NEW YORK (HedgeWorld.com)--Morgan Stanley's former chief investment officer and chief U.S. investment strategist, Steven Galbraith, argued that economic forces would continue to push institutional assets into hedge funds but that declining returns are a danger.
Mr. Galbraith, currently partner at hedge fund firm Maverick Capital, was speaking at a Managed Funds Association conference. Compared to the historical pattern, the last 20 years have been Nirvana in terms of stock and bond returns, but the exceptional environment is no more, he said. That leaves investors with a hole to fill.
In response, one can invest in a low-cost index that provides beta exposure or in alternatives run by people with the skill to generate alpha. Demand for alpha is so strong that Mr.
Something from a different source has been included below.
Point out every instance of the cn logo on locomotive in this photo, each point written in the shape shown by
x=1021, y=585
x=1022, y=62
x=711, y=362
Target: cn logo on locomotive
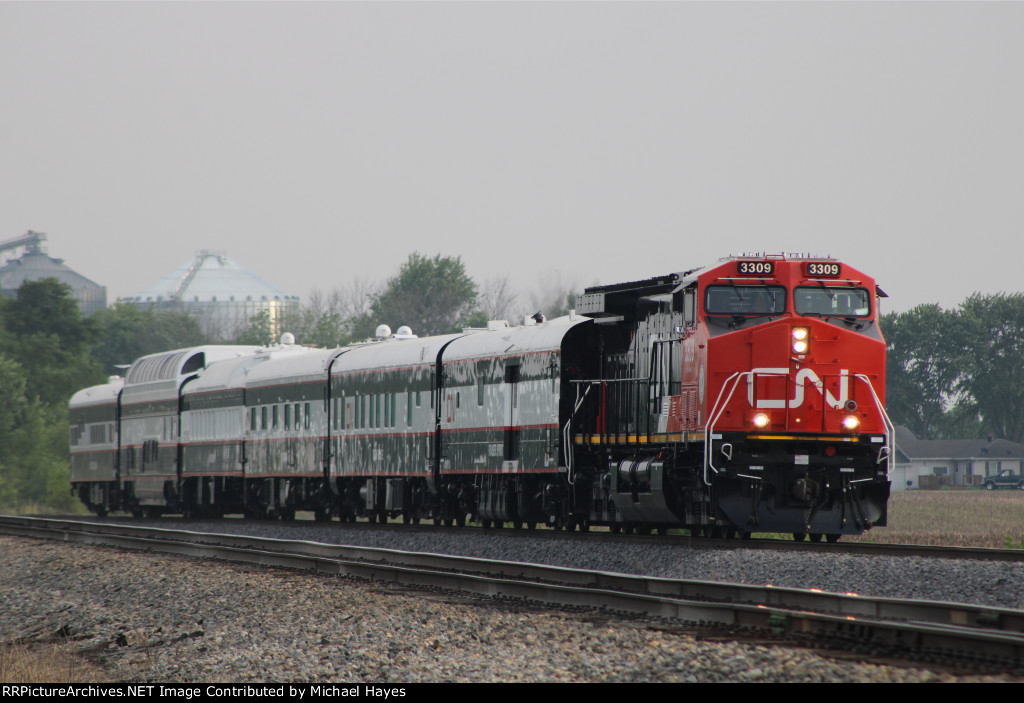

Galbraith expects assets coming into hedge funds to exceed mutual fund inflows in the next 12 to 24 months. It might even happen this year.
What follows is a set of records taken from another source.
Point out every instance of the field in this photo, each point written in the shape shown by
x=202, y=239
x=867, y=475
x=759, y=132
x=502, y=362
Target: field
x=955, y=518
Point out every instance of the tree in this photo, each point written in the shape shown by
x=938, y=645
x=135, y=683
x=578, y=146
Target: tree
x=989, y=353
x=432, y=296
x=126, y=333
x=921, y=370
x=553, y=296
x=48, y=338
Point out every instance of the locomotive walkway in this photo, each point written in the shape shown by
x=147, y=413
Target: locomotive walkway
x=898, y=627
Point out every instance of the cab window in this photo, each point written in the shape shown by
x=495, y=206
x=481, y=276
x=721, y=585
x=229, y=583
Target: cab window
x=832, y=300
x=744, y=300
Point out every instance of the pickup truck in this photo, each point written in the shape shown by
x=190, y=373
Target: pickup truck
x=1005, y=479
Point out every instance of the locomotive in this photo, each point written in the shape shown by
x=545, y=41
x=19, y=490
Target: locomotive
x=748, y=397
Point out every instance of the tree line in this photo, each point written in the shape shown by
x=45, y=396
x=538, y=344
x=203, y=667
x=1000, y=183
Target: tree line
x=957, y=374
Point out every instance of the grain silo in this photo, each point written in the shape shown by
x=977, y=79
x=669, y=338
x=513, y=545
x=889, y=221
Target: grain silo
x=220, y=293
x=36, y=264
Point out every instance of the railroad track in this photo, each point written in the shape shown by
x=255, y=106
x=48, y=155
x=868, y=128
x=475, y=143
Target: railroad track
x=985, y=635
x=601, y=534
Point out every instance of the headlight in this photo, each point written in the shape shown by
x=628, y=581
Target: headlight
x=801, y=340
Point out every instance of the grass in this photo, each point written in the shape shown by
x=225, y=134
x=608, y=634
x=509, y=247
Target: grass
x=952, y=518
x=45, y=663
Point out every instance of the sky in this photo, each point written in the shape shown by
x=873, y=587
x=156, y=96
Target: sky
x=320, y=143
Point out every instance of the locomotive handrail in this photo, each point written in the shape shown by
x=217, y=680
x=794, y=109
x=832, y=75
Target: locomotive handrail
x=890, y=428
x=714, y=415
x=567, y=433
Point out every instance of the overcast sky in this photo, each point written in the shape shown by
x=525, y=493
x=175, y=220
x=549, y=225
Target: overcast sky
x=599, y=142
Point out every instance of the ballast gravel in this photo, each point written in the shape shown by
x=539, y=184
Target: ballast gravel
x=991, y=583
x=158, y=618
"If you come, we're going to build it," he said, regarding the institutional influx to hedge funds. As he sees it, hedge funds are maturing as an industry and are becoming the next generation of asset management firms, but if investors focus on pursuing the next hot manager, it will result in mistakes and blowups.
Among mutual funds there is a reversion to the mean, with top performers one year going to the bottom of the list the next year, and the same pattern tends to occur in hedge funds, he said.
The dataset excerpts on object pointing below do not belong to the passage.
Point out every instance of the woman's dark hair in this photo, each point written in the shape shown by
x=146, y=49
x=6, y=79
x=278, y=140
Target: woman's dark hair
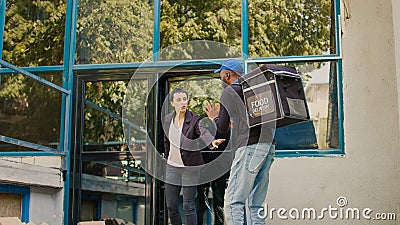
x=176, y=90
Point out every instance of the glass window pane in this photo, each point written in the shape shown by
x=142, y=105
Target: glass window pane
x=125, y=211
x=89, y=210
x=114, y=31
x=29, y=110
x=184, y=21
x=288, y=28
x=34, y=32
Despite the tremendous growth potential, or perhaps because of it, a dark cloud of diminishing returns hangs over the industry. Mr. Galbraith pointed out that the spread between hedge fund returns and cash has been narrowing and, if that continues, investors will end up with a very bad deal.
Come what may, he does not see any downward pressure on hedge fund fees--that has not happened in mutual funds, he said. Instead, he predicts that weak returns will show up in higher failure rates.